McCardell talked to other Annapolis presidents about their thoughts about lowering
the drinking age. They soon discovered that they shared the same opinion,
so they created the framework that is now known as the Amethyst Initiative.
The amethyst became the symbol for this Initiative because, since
ancient Greek times, the stone was believed to counteract the
negative effects of alcohol. Goblets and jewelry were made of amethyst,
and also used as decoration at feasts and
parties to fight off intoxication.
Part of the Amethyst Initiative states that, "A culture of dangerous, clandestine
"binge-drinking"-often conducted off campus-has developed. Alcohol
education that mandates abstinence as the only legal option has not resulted
in significant constructive behavioral change among our students.
By choosing to use fake IDs, students make ethical
compromises that erode respect for the law."
Many students, educators, and parents also agree with the statement.
According to that, young adults contend that, "On your 18th birthday,
you became an adult. You are mature enough to vote, serve on jury,
sign a contract, and even to place your life on the line in combat.
But despite being entruested with these highest responsibilities of
citizenship, you may not purchase, possess, or consume alcohol until you turn 21.
Given this alarming contradiction, it is not surprising that the vast
majority of young people in America began drinking before
they were legally allowed." Educators have joined the Initiative as well.
"Together, we can tap into the power of reality-based education
and attack the culture of excessive drinking that has come to mark
adolescence and young adulthood in the United States.

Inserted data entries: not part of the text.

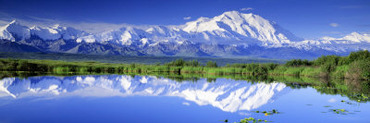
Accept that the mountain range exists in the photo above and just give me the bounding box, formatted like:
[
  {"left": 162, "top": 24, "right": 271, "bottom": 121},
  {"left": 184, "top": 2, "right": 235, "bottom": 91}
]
[{"left": 0, "top": 11, "right": 370, "bottom": 59}]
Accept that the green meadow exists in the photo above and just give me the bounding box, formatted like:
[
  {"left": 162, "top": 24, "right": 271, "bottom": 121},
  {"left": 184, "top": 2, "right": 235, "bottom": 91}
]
[{"left": 0, "top": 50, "right": 370, "bottom": 80}]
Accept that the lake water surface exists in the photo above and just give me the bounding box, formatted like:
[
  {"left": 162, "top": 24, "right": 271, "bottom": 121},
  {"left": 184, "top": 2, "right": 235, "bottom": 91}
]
[{"left": 0, "top": 75, "right": 370, "bottom": 123}]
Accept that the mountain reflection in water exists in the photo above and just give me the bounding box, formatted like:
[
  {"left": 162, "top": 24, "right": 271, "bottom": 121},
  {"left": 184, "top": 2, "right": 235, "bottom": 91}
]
[{"left": 0, "top": 75, "right": 290, "bottom": 112}]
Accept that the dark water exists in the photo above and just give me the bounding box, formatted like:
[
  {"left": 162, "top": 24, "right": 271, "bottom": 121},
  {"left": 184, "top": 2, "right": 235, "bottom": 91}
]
[{"left": 0, "top": 75, "right": 370, "bottom": 123}]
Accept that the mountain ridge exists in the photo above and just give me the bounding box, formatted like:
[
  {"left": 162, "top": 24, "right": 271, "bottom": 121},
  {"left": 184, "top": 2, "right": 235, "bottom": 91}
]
[{"left": 0, "top": 11, "right": 370, "bottom": 59}]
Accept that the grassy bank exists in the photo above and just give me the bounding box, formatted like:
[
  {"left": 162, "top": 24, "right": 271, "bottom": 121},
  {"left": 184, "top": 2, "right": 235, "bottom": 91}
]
[{"left": 0, "top": 51, "right": 370, "bottom": 80}]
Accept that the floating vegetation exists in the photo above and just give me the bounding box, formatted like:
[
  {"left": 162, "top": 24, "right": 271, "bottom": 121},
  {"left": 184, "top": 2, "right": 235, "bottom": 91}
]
[
  {"left": 340, "top": 100, "right": 355, "bottom": 105},
  {"left": 349, "top": 93, "right": 370, "bottom": 102},
  {"left": 239, "top": 117, "right": 271, "bottom": 123},
  {"left": 330, "top": 109, "right": 348, "bottom": 115},
  {"left": 255, "top": 109, "right": 280, "bottom": 116}
]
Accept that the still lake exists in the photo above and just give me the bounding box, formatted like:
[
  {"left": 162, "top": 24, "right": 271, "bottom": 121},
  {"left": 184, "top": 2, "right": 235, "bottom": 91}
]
[{"left": 0, "top": 75, "right": 370, "bottom": 123}]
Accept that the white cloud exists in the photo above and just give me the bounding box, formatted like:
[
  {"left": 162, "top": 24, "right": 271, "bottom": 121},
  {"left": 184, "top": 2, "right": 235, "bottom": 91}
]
[
  {"left": 182, "top": 102, "right": 190, "bottom": 106},
  {"left": 184, "top": 16, "right": 191, "bottom": 20},
  {"left": 328, "top": 98, "right": 337, "bottom": 103},
  {"left": 329, "top": 23, "right": 339, "bottom": 27},
  {"left": 240, "top": 7, "right": 253, "bottom": 11}
]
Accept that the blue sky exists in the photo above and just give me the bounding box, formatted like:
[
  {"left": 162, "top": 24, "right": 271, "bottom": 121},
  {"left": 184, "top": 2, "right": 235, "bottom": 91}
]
[{"left": 0, "top": 0, "right": 370, "bottom": 39}]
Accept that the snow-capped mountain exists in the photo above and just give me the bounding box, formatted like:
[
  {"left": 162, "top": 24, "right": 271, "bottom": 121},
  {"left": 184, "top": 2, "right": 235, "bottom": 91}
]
[
  {"left": 0, "top": 75, "right": 290, "bottom": 112},
  {"left": 0, "top": 11, "right": 370, "bottom": 59}
]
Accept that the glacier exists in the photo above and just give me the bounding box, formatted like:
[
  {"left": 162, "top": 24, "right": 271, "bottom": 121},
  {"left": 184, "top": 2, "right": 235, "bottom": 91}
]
[{"left": 0, "top": 11, "right": 370, "bottom": 59}]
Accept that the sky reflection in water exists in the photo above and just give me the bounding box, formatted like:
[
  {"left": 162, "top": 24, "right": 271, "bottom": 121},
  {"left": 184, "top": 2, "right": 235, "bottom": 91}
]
[{"left": 0, "top": 75, "right": 370, "bottom": 123}]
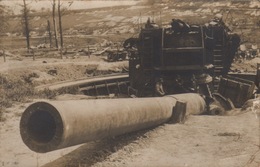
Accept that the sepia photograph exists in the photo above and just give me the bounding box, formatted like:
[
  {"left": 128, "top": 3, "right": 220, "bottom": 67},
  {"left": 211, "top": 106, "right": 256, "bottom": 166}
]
[{"left": 0, "top": 0, "right": 260, "bottom": 167}]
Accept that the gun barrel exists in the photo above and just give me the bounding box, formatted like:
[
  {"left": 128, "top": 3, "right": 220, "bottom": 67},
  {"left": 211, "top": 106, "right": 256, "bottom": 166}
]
[{"left": 20, "top": 94, "right": 206, "bottom": 153}]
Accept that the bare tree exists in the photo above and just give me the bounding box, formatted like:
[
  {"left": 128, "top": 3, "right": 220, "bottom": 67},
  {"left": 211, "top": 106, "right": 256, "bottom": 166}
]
[
  {"left": 22, "top": 0, "right": 30, "bottom": 52},
  {"left": 0, "top": 0, "right": 7, "bottom": 32},
  {"left": 58, "top": 0, "right": 63, "bottom": 49},
  {"left": 47, "top": 20, "right": 52, "bottom": 48},
  {"left": 52, "top": 0, "right": 58, "bottom": 48}
]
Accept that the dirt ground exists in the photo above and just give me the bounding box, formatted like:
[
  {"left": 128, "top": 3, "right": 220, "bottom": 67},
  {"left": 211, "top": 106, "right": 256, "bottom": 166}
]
[
  {"left": 0, "top": 98, "right": 260, "bottom": 167},
  {"left": 0, "top": 2, "right": 260, "bottom": 167},
  {"left": 0, "top": 57, "right": 260, "bottom": 167}
]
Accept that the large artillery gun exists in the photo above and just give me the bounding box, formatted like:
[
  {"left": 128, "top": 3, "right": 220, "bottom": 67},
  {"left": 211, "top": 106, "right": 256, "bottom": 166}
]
[{"left": 20, "top": 18, "right": 255, "bottom": 152}]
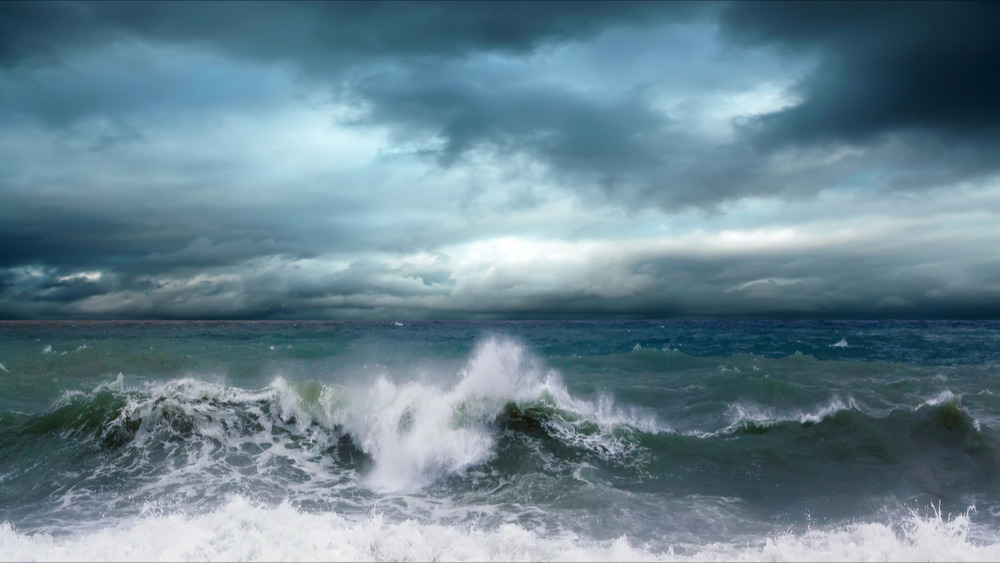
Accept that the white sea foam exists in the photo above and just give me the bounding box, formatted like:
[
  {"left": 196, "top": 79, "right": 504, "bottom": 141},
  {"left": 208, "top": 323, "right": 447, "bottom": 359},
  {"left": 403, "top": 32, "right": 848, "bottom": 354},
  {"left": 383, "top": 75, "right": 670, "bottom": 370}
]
[
  {"left": 272, "top": 338, "right": 658, "bottom": 492},
  {"left": 0, "top": 497, "right": 1000, "bottom": 561},
  {"left": 704, "top": 395, "right": 861, "bottom": 438},
  {"left": 924, "top": 389, "right": 962, "bottom": 407}
]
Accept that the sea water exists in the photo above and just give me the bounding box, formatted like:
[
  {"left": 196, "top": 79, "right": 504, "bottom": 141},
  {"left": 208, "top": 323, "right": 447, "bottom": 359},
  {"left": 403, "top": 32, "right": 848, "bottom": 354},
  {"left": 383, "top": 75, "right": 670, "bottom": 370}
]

At this point, the statement, even with the college presidents' support
and signatures, does not mean an instant policy change. It just means
that many students, parents, and educational leaders are ready for a
public, formal setting to determine whether or not a lower drinking age
would be better for adults under the current drinking
age. "The Amethyst Initiative proposes open discussion and debate about
the potential merits of lowering the age for the legal consumption of
alcohol," said Dr. Mickey L. Burnim, President of Bowie State University.
"There are, of course, pros and cons but debate and discussion
can be very beneficial and an appropriate approach for universities to take."
So what does this mean for Bowie State? How would the campus be
affected if a drinking age were lowered? Some, of course, may
feel that it would be beneficial because of the reasons that the initiative states,
but others feel a negative effect on the horizon. "People often like to compare America to Europe
when we begin to discuss the drinking age, said Tiffany Cheek, representative of the University
of Maryland Student Council. "Young people drinking in Europe works for them
because their culture is different. From a young age, Europeans are taught
about alcohol and how to appreciate it. They are not drinking to get drunk
but they are drinking for social and celebratory purposes.
I do not believe that we are ready to lower the drinking age at all."
Bowie's campus police refused to comment.
Currently, there are 130 colleges and universities in agreement with the Amethyst Initiative.
Among them are Spelman College, Towson University, Goucher College, Johns Hopkins
University, and the University System of Maryland.